Quand ils nous ont contacté pour nous annoncer qu’on allait collaborer sur une Jordan 1, je me suis dit que c’était parfait car c’est mon modèle préféré, avec la AJ4. J’aurai jamais pensé pouvoir travailler sur une AJ1 et c’était hyper important pour moi de créer une paire différente en termes de couleurs, de texture… En tant que Parisien, on a une réputation à tenir dans la mode ! En plus de ça, je voulais vraiment expliquer toute ma démarche, tout mon travail et intégrer un maximum de références dans la paire, avec pour objectif d’avoir un produit fini qui parle à tout le monde et pas uniquement à une communauté. Au final, j’ai atteint mon objectif car les gens qui ont acheté la paire ont des profils vraiment diversifiés.
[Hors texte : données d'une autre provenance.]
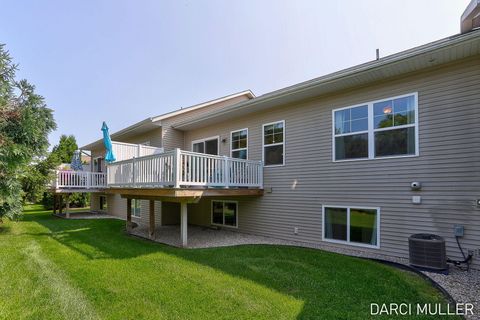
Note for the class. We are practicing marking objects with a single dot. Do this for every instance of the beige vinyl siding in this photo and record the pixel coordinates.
(153, 136)
(448, 165)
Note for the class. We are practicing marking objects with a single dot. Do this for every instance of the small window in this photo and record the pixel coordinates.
(136, 208)
(103, 203)
(386, 128)
(239, 144)
(274, 143)
(351, 133)
(394, 122)
(224, 213)
(352, 225)
(208, 146)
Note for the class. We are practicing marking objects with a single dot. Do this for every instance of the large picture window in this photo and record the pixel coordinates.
(224, 213)
(274, 144)
(351, 225)
(239, 144)
(385, 128)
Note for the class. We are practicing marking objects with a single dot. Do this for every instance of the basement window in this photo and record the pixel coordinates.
(225, 213)
(352, 225)
(136, 208)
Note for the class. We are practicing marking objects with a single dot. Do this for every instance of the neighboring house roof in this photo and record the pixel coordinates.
(155, 122)
(432, 54)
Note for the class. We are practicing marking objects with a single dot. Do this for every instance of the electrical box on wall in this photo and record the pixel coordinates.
(416, 199)
(458, 230)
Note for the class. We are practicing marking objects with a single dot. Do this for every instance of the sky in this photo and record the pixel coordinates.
(122, 61)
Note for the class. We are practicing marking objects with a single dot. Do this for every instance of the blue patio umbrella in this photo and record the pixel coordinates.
(109, 156)
(76, 163)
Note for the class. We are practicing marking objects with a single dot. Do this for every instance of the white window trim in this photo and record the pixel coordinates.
(224, 225)
(284, 143)
(371, 130)
(134, 202)
(207, 139)
(231, 140)
(348, 242)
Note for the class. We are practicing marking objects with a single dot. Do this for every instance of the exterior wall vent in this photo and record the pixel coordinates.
(427, 251)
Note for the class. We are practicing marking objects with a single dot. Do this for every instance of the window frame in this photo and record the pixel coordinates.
(284, 143)
(240, 149)
(223, 214)
(134, 205)
(348, 242)
(371, 130)
(103, 204)
(207, 139)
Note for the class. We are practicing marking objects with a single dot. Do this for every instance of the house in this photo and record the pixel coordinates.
(361, 158)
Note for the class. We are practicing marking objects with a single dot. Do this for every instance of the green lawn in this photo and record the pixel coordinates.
(52, 268)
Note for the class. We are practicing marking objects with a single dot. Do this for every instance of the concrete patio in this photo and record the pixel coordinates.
(202, 237)
(85, 215)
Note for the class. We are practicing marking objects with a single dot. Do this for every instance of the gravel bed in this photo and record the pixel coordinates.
(464, 287)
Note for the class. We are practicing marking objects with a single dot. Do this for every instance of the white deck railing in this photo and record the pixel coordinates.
(79, 180)
(180, 168)
(125, 151)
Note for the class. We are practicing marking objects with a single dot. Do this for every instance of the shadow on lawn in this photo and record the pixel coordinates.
(327, 283)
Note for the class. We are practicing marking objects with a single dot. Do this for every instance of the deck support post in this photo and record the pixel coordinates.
(55, 203)
(67, 206)
(129, 214)
(60, 205)
(178, 167)
(152, 220)
(183, 223)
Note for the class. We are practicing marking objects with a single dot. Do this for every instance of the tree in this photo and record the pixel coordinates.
(40, 173)
(65, 148)
(25, 122)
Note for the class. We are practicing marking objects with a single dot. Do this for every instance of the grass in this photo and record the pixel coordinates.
(52, 268)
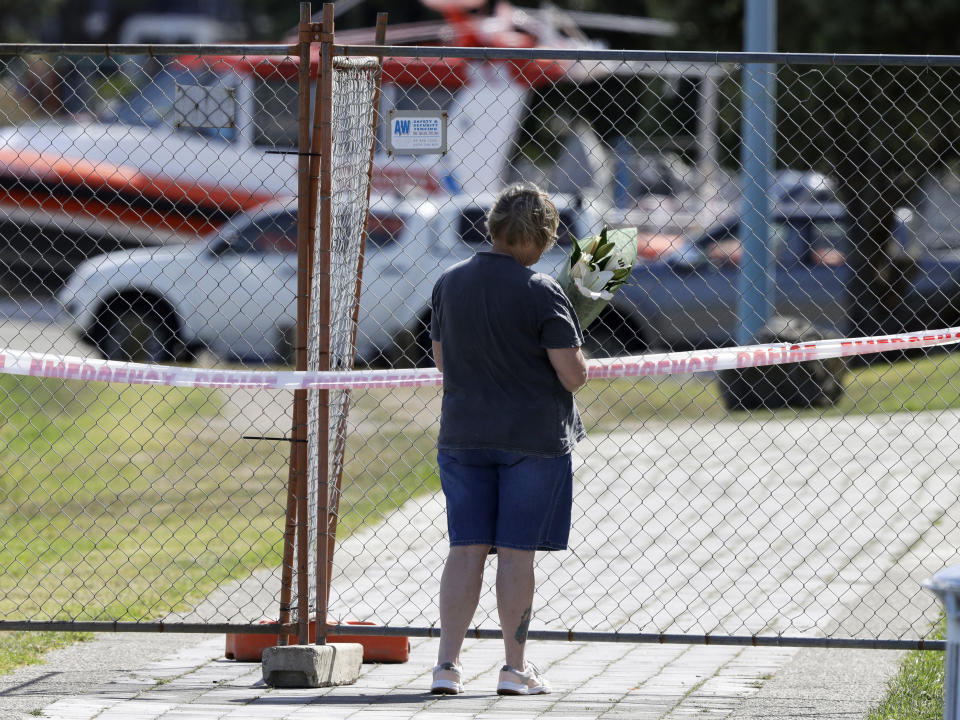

Colorama de la AJ1 Mid SE Fearless x Maison Château Rouge via @maisonchateaurouge sur Instagram

J’étais hyper content de voir aussi que la paire a dépassé la marque Maison Château Rouge pour devenir la paire de tout le monde. Ça m’a particulièrement touché de voir la réceptivité des gens en banlieue qui sont souvent mis de côté et qui, grâce à Jordan et ce projet avec un créateur auquel ils peuvent s’identifier, se sont sentis représentés à grande échelle. C’est une véritable source d’espoir qui fait que les banlieusard(e)s se disent : si lui il l’a fait, on peut le faire.

Quel est ton Top 3 sneakers : pour aller faire les courses, pour une prochaine campagne MCR et pour un départ au bled en “504 break chargé” ?

Ça devient compliqué là… Je porte souvent la Asics Gel-Delva 1 x Kiko Kostadinov jaune et orange pour aller faire les courses, elle est hyper confortable. Pour une prochaine campagne MCR, je dirais une Jordan 4. C’est un de mes modèles préférés, on a utilisé la Off-White “Sail” et la “Classic Green” pour notre dernière campagne et j’aime bien imaginer mes vêtements pour cette paire. Sinon, obligé de mettre une bonne paire de Requin pour un départ au bled en “504 break chargé”. Précisément celle du clip Raï N’B Fever de 113, Magic System et Mohammed Lamine, comme ça on reste dans le thème à 100% !

Maison Château Rouge a récemment sorti sa dernière collection “Bonjour la vie”, inspirée par un classique du rap français : Tonton du Bled de 113 (produit par DJ Mehdi). Peux-tu nous présenter cette ode au voyage, ses inspirations et son contenu ?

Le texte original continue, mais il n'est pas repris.